According to the article, Walter Corman’s mother told Vrentas that she owed the world “a life well lived” for the two lives she cut short.
Vrentas was incarcerated at the Washington Correctional Center for Women until her release in September 2007, according to the Department of Corrections. She completed her community supervision in July 2009 and began work as a math tutor with the Post-Prison Education Program, an organization that aims to “dramatically reduce recidivism by harnessing the power of education and meeting the legitimate needs of former prisoners.”
Ari Kohn, president of the organization, said he knew about Vrentas’ past when he hired her.
“And, frankly, I didn’t give a damn,” Kohn told KIRO Radio at his Central Building office in downtown Seattle Monday afternoon.
“She’s smarter than hell,” he said. “The prisoners love working with her.”
Sixth months ago, at the age of 66, Kohn said he made a decision to step back and allow Vrentas to lead the program. She was promoted to managing director.
Kohn hired criminal defense attorney Kimberly Gordon to represent Vrentas and said he emailed King County Prosecutor Dan Satterberg on Vrentas’ behalf after hearing about her arrest.
“I care an awful lot about her,” he said.
Kohn was among those in a courtroom at the King County Jail Monday when Vrentas made her first appearance.
Gordon argued for Vrentas to be released on $300,000 bail, lower than the prosecution’s request of $1 million, given her “strong family support” and ties to the community.
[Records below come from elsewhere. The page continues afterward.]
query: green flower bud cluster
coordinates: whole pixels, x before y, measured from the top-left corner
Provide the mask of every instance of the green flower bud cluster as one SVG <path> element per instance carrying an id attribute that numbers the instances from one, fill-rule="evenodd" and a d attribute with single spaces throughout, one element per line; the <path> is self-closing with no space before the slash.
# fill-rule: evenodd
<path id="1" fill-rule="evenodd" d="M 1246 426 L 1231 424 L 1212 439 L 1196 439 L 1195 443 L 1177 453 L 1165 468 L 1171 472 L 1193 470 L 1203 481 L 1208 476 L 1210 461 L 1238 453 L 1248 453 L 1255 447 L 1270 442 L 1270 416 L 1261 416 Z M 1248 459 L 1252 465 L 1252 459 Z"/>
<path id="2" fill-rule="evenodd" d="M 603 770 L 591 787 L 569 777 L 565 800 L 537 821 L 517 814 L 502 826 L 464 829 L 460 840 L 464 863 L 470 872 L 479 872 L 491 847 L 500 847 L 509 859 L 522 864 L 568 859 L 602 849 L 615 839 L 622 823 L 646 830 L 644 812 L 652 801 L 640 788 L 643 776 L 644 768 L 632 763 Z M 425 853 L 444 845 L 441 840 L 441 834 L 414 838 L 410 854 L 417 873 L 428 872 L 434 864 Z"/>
Vrentas is employed by the City of Edmonds and is attending the University of Washington for her master’s degree in social work, Gordon said.
Regardless, Judge Arthur R. Chapman cited her past convictions in setting a high bail.
“With this kind of history, the court has to take very seriously the risk to the community,” he said. “There’s very little in the court’s view that could justify these allegations.”
Gordon called her client’s choice to get behind the wheel Saturday a “horribly bad decision,” but said it was fueled by a recent split from her husband and domestic violence.
“As far as I’m concerned that was the trigger and as far as I’m concerned her husband is a piece of (expletive) – and you can put that on the air,” he said.
Vrentas bonded out of jail Monday evening. The King County Prosecutor’s Office said charges could be filed Tuesday.